Migratory ducks and geese have long been a sporting quarry and in the past many were exploited on a commercial scale. However, the management of migratory species does present a unique set of problems, as they often breed outside Britain and Europe. Their management therefore has to be subject to international agreement.
However, this should not mean that their populations cannot be exploited on a sustainable basis. Indeed, wildfowl shooting can help to recompense farmers for the economic damage caused by some wintering flocks of these birds. Wildfowl shooting also provides an incentive to retain, create and improve breeding and wintering areas for waterbirds and other wetland species.
The Game & Wildfowl Conservation Trust believes that, where possible, wildfowling should be allowed to continue and in some cases, where populations have recovered from low numbers, we believe the shooting season of some species should be restored. We endorse the Codes of Practice developed for wildfowlers by the British Association for Shooting and Conservation.
The bulk of Britain's ducks breed in the far north, and western Europe serves mostly as a wintering area for these populations. In spite of the fact that agricultural land continues to be drained, and ditches and small wetlands continue to be lost, waterfowl as a group have generally fared well in western Europe since the Second World War.

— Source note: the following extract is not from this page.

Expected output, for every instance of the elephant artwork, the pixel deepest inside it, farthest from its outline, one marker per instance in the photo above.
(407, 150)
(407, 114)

Gravel workings and reservoirs have helped to compensate for the wetland loss and, although there have been shifts in the numbers and range of some species, none has experienced a decline severe enough to cause real concern.
Management of a group like the ducks is, however, inherently more difficult than the gamebirds. Since most species except mallard are migratory, the birds that breed on a landowner's waters in spring and summer and those that are resident in winter during the shooting season are unlikely to be the same. Thus it is entirely appropriate that ducks as a group need to be monitored and conserved on a regional and international basis.
However, owners of wetlands, whether they be private individuals, companies or public bodies, ultimately bear the responsibility for providing the right habitats for waterfowl.
Over the last 40 years geese and swans have flourished and some population increases have been enormous; this includes species such as the native brent, as well as the non-native Canada goose. There are many reasons for this, but species protection and agricultural change are probably the main ones.
Indeed, the conservation and sporting organisations of the 1950s (then the Nature Conservancy, the Wildfowl Trust and the Wildfowlers' Association of Great Britain and Ireland) can take a large measure of the credit for the successful outcome of their joint conservation efforts, as well as for establishing an increasingly comprehensive counting scheme for monitoring winter numbers.